Signs Term Sheet for a License and Supply Agreement for Distribution of UroShield

NanoVibronix, Inc., (NASDAQ: NAOV) (the “Company”), a medical device company that produces the UroShield®, PainShield® and WoundShield® Surface Acoustic Wave (“SAW”) Portable Ultrasonic Therapeutic Devices, today announced it has signed a non-binding term sheet for a license and supply agreement with APOGEPHA Arzneimittel GmbH (“APOGEPHA”), a German pharmaceutical company, which specializes in the development, marketing, sales and distribution of urology products and services.
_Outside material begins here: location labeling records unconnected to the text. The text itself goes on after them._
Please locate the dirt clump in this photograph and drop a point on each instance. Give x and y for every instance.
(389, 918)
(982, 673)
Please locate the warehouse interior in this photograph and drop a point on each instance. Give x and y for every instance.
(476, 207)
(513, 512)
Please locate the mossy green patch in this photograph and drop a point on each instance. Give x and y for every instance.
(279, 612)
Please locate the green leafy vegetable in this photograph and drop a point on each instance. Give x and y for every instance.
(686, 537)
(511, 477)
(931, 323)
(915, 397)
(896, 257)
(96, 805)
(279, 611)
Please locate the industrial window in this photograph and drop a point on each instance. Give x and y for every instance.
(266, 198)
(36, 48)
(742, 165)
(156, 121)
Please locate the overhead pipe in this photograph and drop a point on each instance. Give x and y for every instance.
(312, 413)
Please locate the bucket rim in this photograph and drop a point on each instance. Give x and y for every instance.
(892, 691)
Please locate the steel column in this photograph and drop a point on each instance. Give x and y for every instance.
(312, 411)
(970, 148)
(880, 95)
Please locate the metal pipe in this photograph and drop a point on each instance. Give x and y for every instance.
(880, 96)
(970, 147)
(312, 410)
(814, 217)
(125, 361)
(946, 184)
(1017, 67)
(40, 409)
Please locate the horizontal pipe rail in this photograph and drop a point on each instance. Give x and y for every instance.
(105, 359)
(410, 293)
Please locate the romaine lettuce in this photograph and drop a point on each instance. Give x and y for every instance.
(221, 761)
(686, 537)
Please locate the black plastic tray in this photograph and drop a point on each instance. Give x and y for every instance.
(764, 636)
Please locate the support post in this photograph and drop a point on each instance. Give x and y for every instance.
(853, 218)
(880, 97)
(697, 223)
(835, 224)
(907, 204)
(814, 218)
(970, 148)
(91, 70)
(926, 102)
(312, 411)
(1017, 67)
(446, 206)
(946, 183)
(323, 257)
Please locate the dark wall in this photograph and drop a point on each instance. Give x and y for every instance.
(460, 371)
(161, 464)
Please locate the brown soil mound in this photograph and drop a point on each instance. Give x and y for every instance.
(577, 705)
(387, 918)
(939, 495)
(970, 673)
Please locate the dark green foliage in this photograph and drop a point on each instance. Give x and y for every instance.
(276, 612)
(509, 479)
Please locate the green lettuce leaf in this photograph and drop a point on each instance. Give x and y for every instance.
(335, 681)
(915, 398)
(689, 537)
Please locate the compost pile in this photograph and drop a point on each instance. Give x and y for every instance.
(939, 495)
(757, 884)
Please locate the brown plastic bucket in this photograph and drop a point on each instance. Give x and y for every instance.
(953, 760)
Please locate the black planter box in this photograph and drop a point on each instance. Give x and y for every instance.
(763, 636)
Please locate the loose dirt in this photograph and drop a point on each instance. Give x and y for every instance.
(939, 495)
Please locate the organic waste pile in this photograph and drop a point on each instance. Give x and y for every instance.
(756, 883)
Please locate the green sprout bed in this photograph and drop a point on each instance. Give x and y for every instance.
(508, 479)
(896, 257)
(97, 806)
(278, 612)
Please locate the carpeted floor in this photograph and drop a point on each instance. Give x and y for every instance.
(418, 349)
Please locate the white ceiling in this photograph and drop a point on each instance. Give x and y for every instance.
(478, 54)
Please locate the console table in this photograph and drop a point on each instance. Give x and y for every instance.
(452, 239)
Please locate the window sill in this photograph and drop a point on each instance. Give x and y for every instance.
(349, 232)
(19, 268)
Pursuant to the term sheet, the Company and APOHEPHA intend to enter into a definitive agreement, pursuant to which, APOHEPHA will distribute UroShield throughout Europe.

Brian Murphy, Chief Executive Officer of the Company commented, “We are thrilled to be taking the next step in adding APOGEPHA as a distributor of UroShield in Europe. APOGEPHA is a recognized leader in the field of urology and is committed to providing modalities for patients with urological conditions. Expanding distribution with leading distributors is a key driver to accelerating sales, and with this potential partnership, we have the potential to harness the strength of APOGEPHA’s large sales and marketing team to promote and sell UroShield in Germany.”

Dr. Dirk Pamperin, Chairman of the Management Board of APOGEPHA, commented, “At APOGEPHA, we are committed to offering a wide range of high-quality products and services for patients with urological disorders. After completing our own comprehensive market evaluation of UroShield, we are convinced that UroShield will have the ability to support patients with long-term catheters by significantly reducing their catheter-associated urinary tract infections.”

UroShield is an ultrasound-based product that is designed to prevent bacterial colonization and biofilm on indwelling urinary catheters and increase antibiotic efficacy, ultimately reducing the incidence of catheter-associated urinary tract infections ("CAUTI"). UroShield is also intended to decrease pain and discomfort associated with urinary catheter use.

About APOGEPHA Arzneimittel GmbH

Founded in Dresden, Germany, in 1882, APOGEPHA stands for more than 140 years of experience in the pharmaceutical sector. Urological research and product development go back almost as far. The family-owned company is one of the leading German enterprises in urology.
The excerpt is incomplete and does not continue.